Personally I think socialism in nearly it's purest form could work on a small,
voluntary scale. That is, it would require the establishment of a new, empty country, it which those who wished to practise it could move [footnote]As was the case for America and Capitalism.[/footnote]. It would be impossible to convert a previously capitalist country to it, as the in-grained fetish for amazing economic growth and competition as the sole means of motivation will be too worn in.[footnote]As was the case with Russia, China, and a few smaller countries. Germany's socialism actually served it rather well, until it's manic leader took it to war. It is a special case, and so I do not include it.[/footnote]
Fulax said:
The idea that capitalism would lead to people dying on the street while the wealthy drive past in their limos is a popular myth, but a myth nonetheless.

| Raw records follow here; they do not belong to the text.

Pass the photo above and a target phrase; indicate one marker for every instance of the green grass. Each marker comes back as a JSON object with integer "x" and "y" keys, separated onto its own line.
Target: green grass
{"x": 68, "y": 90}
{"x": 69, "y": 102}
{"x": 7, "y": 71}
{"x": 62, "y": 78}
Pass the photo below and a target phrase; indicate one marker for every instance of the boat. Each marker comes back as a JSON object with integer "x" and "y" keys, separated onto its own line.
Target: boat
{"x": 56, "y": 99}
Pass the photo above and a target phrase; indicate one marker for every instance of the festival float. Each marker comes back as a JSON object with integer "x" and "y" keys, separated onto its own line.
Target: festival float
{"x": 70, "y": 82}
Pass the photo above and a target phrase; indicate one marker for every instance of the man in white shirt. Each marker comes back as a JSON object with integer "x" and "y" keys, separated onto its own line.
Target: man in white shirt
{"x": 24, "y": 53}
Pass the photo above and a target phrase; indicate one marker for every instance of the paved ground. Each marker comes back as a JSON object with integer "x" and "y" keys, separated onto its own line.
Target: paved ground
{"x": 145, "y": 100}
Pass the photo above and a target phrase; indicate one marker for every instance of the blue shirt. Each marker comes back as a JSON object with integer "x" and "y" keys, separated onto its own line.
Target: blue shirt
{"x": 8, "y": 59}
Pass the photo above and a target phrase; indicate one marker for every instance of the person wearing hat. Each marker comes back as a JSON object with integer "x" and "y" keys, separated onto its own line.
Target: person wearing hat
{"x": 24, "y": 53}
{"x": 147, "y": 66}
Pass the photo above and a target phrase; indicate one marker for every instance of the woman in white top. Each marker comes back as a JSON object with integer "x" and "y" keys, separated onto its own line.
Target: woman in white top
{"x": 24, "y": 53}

There is a lot of truth behind the myths. Unregulated free-market capitalism lead to the abhorrent working conditions of 18 and 19th century Britain, for example, as the workers were not protected from the tyranny of the firms.
It also currently leads to the poverty in Africa and many poorer countries. The suffering is minimised in your country, thanks to globalisation, and it is shipped elsewhere. Just take a look at the mountainous scrap piles picked across by naked children in Africa, or the slums lying low next to high-rise hotels in the Middle East and Brazil (See Image.), and you can see the suffering unregulated capitalism causes.
Instead of the poor littering your streets, they fill the cities of other countries like India, a fair bit of Indochina, a large part of China [footnote]A socialist country, to an extent, but the sweatshops exist in order to sustain it in the context of a greater
capitalist system.[/footnote], and the entire continent of Africa. The inequality, rather than being intranational, is now international.
Both systems, when devoid of proper regulation and/or accountability, lead to great inequalities. As I say, we've just had a few thousand years to get capitalism under control, in stable countries where social change was possible. Most nearly-socialist states around the world at the moment rose out of WWII due to necessity, and were then open to the predations of dictators who took it too far.
Some, like China and a lot of Europe, recognised the benefits of socialism and employed a regulated variant. Neither system is inherently economically unsound or morally 'bankrupt'. Both can be well-argued for. The systems are not evil, the people are.
Socialism, communism, fascism, whatever. They're all economically irrational and morally bankrupt.
That's quite the assertion to make. Care to back it up?
Try to ignore the extremes of prejudice and just address authoritarianism as a whole, as that seems to be the root problem you have with these systems, not the economics of it.
I hate how many posts on here devolve into neo-McCarthyism.